Come avete fatto ad anticipare i tempi con due materiali semplici e naturali come giunco e midollino?

«Semplicemente, facciamo i prodotti come li faceva il mio bisnonno 135 anni fa! Erano tempi straordinari, si lavorava con i pantaloni dell’abito, la camicia e il gilet. Oggi abbiamo la divisa, ma il sistema è identico. Nel 2002 abbiamo fatto il primo bilancio di sostenibilità, ottenendo la classe di valutazione più alta grazie a prodotti a basso impatto, tecniche artigianali, economia circolare. Ci viene tutto spontaneo, perché abbiamo assorbito i concetti di fine ’800: un artigiano non spreca niente, crea un prodotto di qualità perché deve durare nel tempo. Realizzare ancora tutto a mano è una scelta politica: voglio fare impresa e artigianato abbandonando la visione capitalistica dominata dal profitto. Il mio maestro non è stato Bill Gates né Steve Jobs, ma un italiano più bravo: Adriano Olivetti».

Una cosa di cui va particolarmente fiero?
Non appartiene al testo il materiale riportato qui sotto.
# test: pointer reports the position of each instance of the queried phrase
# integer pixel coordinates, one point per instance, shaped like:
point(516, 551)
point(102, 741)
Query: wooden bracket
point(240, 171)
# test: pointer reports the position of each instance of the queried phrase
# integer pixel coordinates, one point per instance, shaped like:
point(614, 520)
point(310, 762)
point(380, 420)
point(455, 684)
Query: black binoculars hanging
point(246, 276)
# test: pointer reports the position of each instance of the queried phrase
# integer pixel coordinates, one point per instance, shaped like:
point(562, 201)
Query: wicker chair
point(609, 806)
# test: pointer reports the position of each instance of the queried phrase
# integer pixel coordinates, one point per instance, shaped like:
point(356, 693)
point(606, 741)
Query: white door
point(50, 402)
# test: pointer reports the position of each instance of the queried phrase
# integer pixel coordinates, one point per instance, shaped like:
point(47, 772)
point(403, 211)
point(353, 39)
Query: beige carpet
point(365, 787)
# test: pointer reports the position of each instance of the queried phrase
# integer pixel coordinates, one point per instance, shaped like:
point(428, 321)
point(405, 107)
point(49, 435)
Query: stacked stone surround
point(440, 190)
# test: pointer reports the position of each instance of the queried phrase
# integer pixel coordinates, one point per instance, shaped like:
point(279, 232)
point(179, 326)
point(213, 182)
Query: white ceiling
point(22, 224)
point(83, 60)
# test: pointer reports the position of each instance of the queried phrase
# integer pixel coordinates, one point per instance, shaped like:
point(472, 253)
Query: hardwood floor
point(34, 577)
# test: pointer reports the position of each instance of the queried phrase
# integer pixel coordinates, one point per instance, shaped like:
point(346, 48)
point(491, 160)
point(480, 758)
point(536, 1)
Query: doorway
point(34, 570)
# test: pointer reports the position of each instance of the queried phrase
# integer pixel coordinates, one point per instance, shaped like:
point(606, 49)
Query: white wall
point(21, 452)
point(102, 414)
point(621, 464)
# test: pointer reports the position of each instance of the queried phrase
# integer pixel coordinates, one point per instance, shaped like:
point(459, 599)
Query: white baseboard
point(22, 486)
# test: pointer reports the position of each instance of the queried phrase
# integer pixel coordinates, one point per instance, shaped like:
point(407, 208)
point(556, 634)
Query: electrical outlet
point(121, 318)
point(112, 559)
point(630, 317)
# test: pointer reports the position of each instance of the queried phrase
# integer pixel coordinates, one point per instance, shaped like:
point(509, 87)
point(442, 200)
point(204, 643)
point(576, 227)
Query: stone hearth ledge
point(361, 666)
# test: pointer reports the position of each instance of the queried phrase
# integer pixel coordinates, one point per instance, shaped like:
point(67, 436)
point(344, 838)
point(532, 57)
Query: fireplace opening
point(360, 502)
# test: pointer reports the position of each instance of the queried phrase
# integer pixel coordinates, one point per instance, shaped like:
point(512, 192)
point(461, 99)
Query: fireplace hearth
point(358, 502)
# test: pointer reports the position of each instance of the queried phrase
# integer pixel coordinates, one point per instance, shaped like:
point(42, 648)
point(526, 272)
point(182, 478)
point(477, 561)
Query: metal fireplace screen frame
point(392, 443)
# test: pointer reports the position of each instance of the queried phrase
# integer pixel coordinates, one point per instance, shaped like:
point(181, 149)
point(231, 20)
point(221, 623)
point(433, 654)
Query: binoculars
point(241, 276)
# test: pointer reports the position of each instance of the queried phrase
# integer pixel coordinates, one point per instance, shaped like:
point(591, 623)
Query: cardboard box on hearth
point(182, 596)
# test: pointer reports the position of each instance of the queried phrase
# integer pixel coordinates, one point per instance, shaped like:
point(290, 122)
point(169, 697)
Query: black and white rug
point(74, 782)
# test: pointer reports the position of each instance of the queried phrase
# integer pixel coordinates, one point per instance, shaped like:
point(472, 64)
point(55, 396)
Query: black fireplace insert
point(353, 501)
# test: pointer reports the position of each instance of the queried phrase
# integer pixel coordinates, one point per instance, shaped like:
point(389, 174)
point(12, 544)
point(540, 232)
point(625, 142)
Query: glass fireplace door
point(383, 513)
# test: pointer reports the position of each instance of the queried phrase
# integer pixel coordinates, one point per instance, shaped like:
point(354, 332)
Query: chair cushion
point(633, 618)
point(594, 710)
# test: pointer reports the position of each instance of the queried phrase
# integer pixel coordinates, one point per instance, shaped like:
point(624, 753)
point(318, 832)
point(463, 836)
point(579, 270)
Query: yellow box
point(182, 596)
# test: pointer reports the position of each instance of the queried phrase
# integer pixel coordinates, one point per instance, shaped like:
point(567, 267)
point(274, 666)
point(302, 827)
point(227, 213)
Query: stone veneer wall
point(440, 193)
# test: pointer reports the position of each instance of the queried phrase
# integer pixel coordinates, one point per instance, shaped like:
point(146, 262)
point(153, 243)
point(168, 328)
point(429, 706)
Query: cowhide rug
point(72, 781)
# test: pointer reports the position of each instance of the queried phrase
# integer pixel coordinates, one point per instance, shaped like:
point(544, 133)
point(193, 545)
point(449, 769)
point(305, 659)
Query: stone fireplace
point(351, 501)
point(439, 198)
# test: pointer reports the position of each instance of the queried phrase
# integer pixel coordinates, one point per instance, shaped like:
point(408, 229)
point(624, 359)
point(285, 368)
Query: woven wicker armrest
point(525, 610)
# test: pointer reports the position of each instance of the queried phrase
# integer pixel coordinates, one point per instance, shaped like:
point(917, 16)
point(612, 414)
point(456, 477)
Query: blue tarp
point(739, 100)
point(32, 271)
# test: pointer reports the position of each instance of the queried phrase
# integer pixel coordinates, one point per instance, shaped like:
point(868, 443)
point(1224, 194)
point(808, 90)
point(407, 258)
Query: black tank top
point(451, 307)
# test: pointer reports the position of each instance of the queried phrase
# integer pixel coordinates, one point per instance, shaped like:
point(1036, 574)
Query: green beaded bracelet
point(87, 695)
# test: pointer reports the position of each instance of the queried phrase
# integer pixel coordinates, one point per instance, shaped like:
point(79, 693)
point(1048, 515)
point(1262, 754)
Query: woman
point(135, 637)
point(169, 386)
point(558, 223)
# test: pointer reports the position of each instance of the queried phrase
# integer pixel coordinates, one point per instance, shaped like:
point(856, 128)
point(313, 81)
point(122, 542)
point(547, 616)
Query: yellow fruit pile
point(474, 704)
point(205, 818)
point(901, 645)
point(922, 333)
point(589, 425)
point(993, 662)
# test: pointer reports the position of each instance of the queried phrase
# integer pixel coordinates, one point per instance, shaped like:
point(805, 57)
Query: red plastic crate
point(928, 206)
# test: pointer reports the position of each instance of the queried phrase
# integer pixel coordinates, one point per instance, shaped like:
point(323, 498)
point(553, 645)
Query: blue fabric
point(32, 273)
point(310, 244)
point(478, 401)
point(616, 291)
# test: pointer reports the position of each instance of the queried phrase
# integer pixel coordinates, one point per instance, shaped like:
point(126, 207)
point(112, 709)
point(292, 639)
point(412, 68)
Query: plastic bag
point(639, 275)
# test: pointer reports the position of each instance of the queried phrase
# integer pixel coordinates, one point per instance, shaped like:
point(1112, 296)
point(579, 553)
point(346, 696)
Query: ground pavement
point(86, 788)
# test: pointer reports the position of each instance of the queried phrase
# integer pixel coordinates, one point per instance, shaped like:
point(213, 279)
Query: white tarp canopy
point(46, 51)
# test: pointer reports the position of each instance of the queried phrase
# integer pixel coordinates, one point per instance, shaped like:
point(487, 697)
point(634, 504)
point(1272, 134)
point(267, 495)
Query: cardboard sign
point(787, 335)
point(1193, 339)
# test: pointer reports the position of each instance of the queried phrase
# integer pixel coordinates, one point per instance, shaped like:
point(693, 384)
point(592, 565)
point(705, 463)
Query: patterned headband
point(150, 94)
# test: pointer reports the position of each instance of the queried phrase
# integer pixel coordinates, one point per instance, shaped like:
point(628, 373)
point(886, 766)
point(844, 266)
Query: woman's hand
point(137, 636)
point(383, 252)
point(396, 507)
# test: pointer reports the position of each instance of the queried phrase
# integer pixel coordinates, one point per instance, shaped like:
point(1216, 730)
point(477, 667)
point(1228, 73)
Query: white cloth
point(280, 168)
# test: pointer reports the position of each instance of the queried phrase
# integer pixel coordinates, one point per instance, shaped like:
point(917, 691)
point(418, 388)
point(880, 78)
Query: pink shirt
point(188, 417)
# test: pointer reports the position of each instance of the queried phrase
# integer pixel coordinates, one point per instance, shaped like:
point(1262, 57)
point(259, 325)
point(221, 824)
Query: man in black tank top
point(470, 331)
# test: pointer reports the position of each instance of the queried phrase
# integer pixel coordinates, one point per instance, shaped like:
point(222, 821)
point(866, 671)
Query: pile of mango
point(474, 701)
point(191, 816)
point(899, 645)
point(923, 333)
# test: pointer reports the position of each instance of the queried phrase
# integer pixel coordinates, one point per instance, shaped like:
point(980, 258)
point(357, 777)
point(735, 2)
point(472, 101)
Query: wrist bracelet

«La rivoluzione apportata alla distribuzione, la recente apertura di uno showroom a New York. Ma soprattutto il nostro Museo d’impresa, inaugurato nel 2023. Ci tengo che i bambini lo visitino: vorrei far capire che, se un giorno decideranno di entrare in azienda, potranno svolgere un mestiere nobilissimo, imparare un’arte, costruirsi un futuro solido».